NASIL başlarsa öyle bitermiş… 2009 yılı, Türkiye’deki iç siyasi gelişmeler açısından, tam da bu sözün hakkını verir tarzda sonlandı. Ergenekon Davası bağlamında gerçekleştirilen operasyonlar ve meydana gelen gelişmeler, yılın son günlerinde de biçim ve muhteva değiştirerek aynı hızla devam etti (2010’un sonunda hangi noktada oluruz Allah bilir). Silah tarlaları, Kafes Operasyonu vs. derken, sözcük dağarcığımıza yeni bir kavram daha sokmanın mutluluğunu yaşıyoruz: Kozmik oda.
19 Aralık Cumartesi günü, Başbakan Yardımcısı Bülent Arınç’ın evinin bulunduğu sokakta turlayan şüpheli bir otomobildeki iki kişinin yakalanmasıyla başlayan süreç, her geçen gün yeni bir hal alarak devam ediyor.

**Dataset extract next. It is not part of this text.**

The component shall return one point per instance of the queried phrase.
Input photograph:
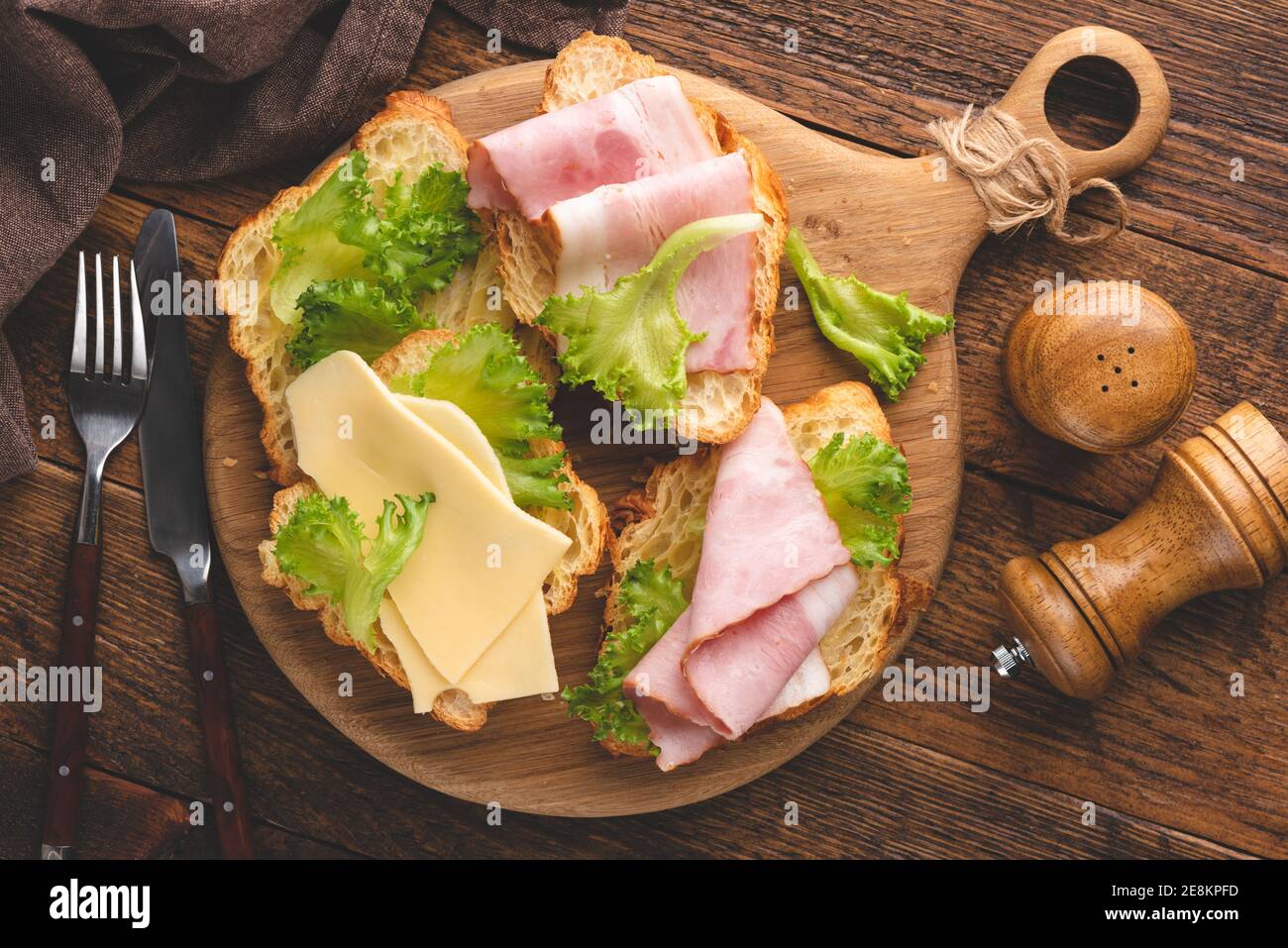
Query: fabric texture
(172, 90)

Başlangıçta illegal bir örgütün Arınç’a yönelik bir suikast girişimi şüphesiyle başlatılan (en azından kamuoyuna bu şekilde yansıtılan) operasyon, araçtaki kişilerin Seferberlik Tetkik Kurulu’nda görevli subaylar -biri albay, diğeri binbaşı- olmasıyla farklı bir yöne doğru evrildi. İlk gün serbest bırakılan iki subay, kimliklerinin açığa çıkması sonrasında 25 Aralık’ta, bu sefer 6 mesai arkadaşıyla birlikte tekrar gözaltına alındı. Subayların 5’i savcılık aşamasında, aralarında Arınç’ın evi önünde yakalanan iki subayın da bulunduğu ve “silahlı örgüt kurma, yönetme” suçlamasıyla mahkemeye sevk edilen diğer 3 subay ise mahkeme hâkimi tarafından, “yeterli delil bulunmadığı” gerekçesiyle serbest bırakıldı.

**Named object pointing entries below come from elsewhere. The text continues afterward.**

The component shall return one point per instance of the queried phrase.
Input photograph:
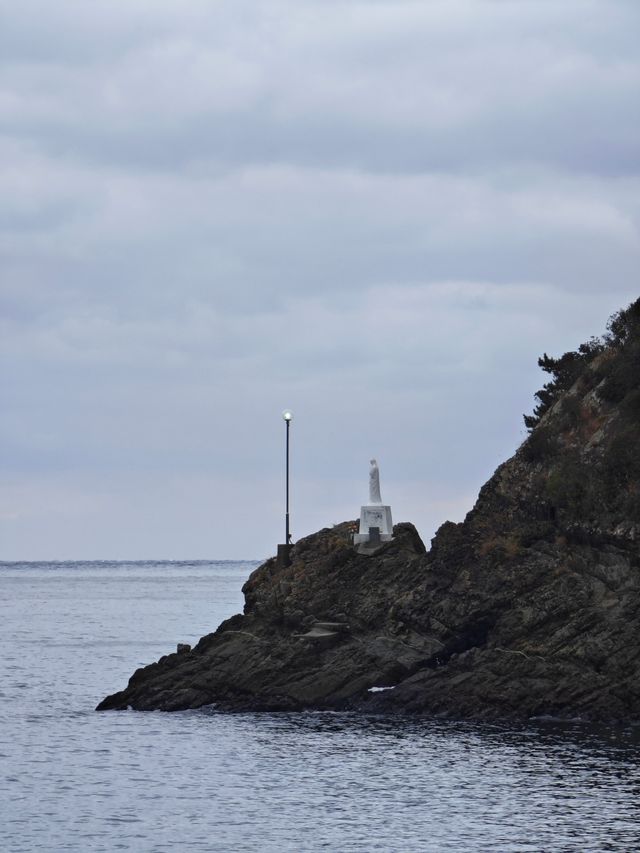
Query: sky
(377, 214)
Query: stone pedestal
(374, 516)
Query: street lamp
(288, 417)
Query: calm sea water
(75, 780)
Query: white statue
(374, 483)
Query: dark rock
(529, 607)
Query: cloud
(376, 213)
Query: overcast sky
(378, 214)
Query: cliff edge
(529, 607)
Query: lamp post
(288, 417)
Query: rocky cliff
(531, 606)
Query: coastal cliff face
(529, 607)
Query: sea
(72, 779)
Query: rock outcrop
(529, 607)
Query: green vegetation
(617, 371)
(584, 483)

Yakalanan subayların “Arınç’ın evinin önünde ne aradıkları” sorusuna cevap olarak da, Arınç’a suikast girişiminden muhtemel bir darbe sonrası Arınç ve benzeri konumdaki kişileri “toplamak” için adres keşfi yapıldığına varıncaya kadar pek çok iddia gündemi meşgul etti, etmeye de devam ediyor. Genelkurmay Başkanlığı’nın 21 Aralık’ta yaptığı yazılı açıklamada ise söz konusu iki subayın, “…uzun süredir devam eden, kastedilen bölgeye yakın bir yerde oturan ve bilgi sızdırdığı iddia edilen bir askerî personel hakkında bilgi toplamak üzere görevlendirilmiş” oldukları belirtilmekteydi.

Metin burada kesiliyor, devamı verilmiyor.